Running AI locally sounds like the safe option. No cloud, no third parties, everything stays on your own machine. So people install Ollama, fire up a language model, and assume they’re good. Except the default settings expose the server to anyone who knows where to look, and a lot of people know where to look.

Security researchers analyzed 293 days of internet scan data and found 175,000 Ollama instances sitting there with no authentication, no firewall, nothing. In mid-2024, that number was around 1,000. The problem grew 175 times in less than two years.

Scanner bots crawl the internet looking for open Ollama ports, and when they find one, they test it with simple prompts like “Hi” or “How many states are there in the United States?” If the server responds, it goes on a list.

That list ends up at a marketplace called silver.inc, operated by someone who goes by “Hecker.” The admin panel literally displays “Hiii I’m Hecker.” Researchers call this “LLMjacking,” which is basically carjacking but for AI infrastructure.

The marketplace offers access to over 30 AI providers including OpenAI, Anthropic, Google, and Meta, all at 40 to 60 percent below normal prices. Payment accepted in crypto and PayPal. The compute comes from stolen servers, servers like the one running in someone’s home office right now.

Between December and January, security firm Pillar tracked 35,000 attack sessions, which works out to 972 attacks per day for 40 days straight. GreyNoise set up honeypots and caught 91,000 sessions between October 2025 and January 2026. One campaign fired 80,000 enumeration requests in just 11 days, and the source IPs had histories of exploiting over 200 different vulnerabilities. This is organized reconnaissance, not random scanning.

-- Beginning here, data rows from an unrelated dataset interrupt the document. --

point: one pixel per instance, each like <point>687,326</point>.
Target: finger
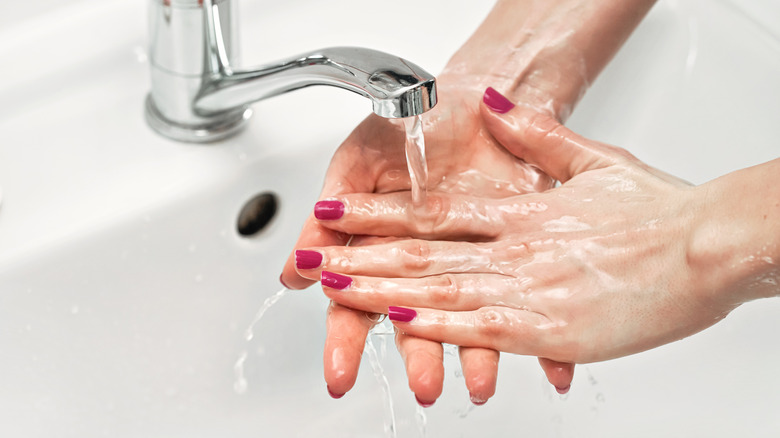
<point>445,216</point>
<point>480,371</point>
<point>539,139</point>
<point>350,171</point>
<point>454,292</point>
<point>312,234</point>
<point>559,374</point>
<point>424,362</point>
<point>516,331</point>
<point>410,258</point>
<point>346,336</point>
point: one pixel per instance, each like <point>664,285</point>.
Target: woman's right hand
<point>619,259</point>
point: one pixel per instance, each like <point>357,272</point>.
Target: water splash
<point>241,384</point>
<point>381,378</point>
<point>422,421</point>
<point>270,301</point>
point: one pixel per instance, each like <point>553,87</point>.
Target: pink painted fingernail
<point>496,101</point>
<point>335,281</point>
<point>334,395</point>
<point>281,280</point>
<point>476,400</point>
<point>563,390</point>
<point>307,259</point>
<point>424,403</point>
<point>400,314</point>
<point>328,210</point>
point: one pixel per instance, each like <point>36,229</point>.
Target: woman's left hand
<point>594,269</point>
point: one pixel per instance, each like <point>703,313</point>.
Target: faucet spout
<point>197,95</point>
<point>395,86</point>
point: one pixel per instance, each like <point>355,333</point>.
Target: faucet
<point>197,96</point>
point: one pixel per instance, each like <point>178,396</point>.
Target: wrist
<point>735,248</point>
<point>545,54</point>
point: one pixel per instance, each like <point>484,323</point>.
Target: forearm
<point>546,53</point>
<point>736,246</point>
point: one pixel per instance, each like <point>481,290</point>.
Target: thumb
<point>541,140</point>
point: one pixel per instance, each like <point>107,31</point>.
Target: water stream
<point>415,160</point>
<point>418,174</point>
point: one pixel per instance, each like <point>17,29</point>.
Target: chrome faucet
<point>197,96</point>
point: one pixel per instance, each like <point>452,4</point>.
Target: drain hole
<point>256,214</point>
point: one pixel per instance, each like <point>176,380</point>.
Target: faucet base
<point>222,127</point>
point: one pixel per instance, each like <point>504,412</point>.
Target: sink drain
<point>256,214</point>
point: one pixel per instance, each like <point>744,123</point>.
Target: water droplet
<point>140,55</point>
<point>241,385</point>
<point>381,378</point>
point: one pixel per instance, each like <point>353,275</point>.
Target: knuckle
<point>415,256</point>
<point>491,323</point>
<point>435,217</point>
<point>443,292</point>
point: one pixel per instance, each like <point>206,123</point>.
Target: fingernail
<point>424,404</point>
<point>563,390</point>
<point>496,101</point>
<point>400,314</point>
<point>335,281</point>
<point>282,281</point>
<point>307,259</point>
<point>334,395</point>
<point>328,210</point>
<point>476,400</point>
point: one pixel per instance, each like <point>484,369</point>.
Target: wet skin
<point>617,260</point>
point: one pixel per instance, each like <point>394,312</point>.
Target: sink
<point>126,290</point>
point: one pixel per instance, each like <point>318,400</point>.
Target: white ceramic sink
<point>125,289</point>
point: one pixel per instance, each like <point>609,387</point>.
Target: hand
<point>462,158</point>
<point>597,268</point>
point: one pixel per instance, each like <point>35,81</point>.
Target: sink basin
<point>126,290</point>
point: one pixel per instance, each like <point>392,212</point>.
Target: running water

56 percent of these exposed servers run on residential networks, meaning home computers with the kind of IP addresses that banks and services trust because they look like regular users.

Attackers route their traffic through these machines, and suddenly their spam, phishing, and fraud all comes from “trusted” sources. The server owner pays for the hardware, pays for the electricity, pays for the internet connection, and attackers use it all for free while selling access to others.

48 percent of exposed servers have tool-calling capabilities, which means the AI can execute code, access APIs, and interact with other systems. An attacker doesn’t just get free AI, they get a foothold into whatever network that server sits on.

201 servers were running “uncensored” models with all safety guardrails removed, models designed to comply with any request no matter what.

The official Ollama documentation barely mentions security. The default configuration binds to all network interfaces, and most users never change it.

On top of that, multiple critical vulnerabilities have been found in Ollama itself:

  • CVE-2024-37032, nicknamed Probllama, allows remote code execution through a path traversal attack
  • CVE-2024-7773 is another RCE through malicious ZIP files

Patches exist, but researchers estimate only a small minority of exposed servers run the latest version.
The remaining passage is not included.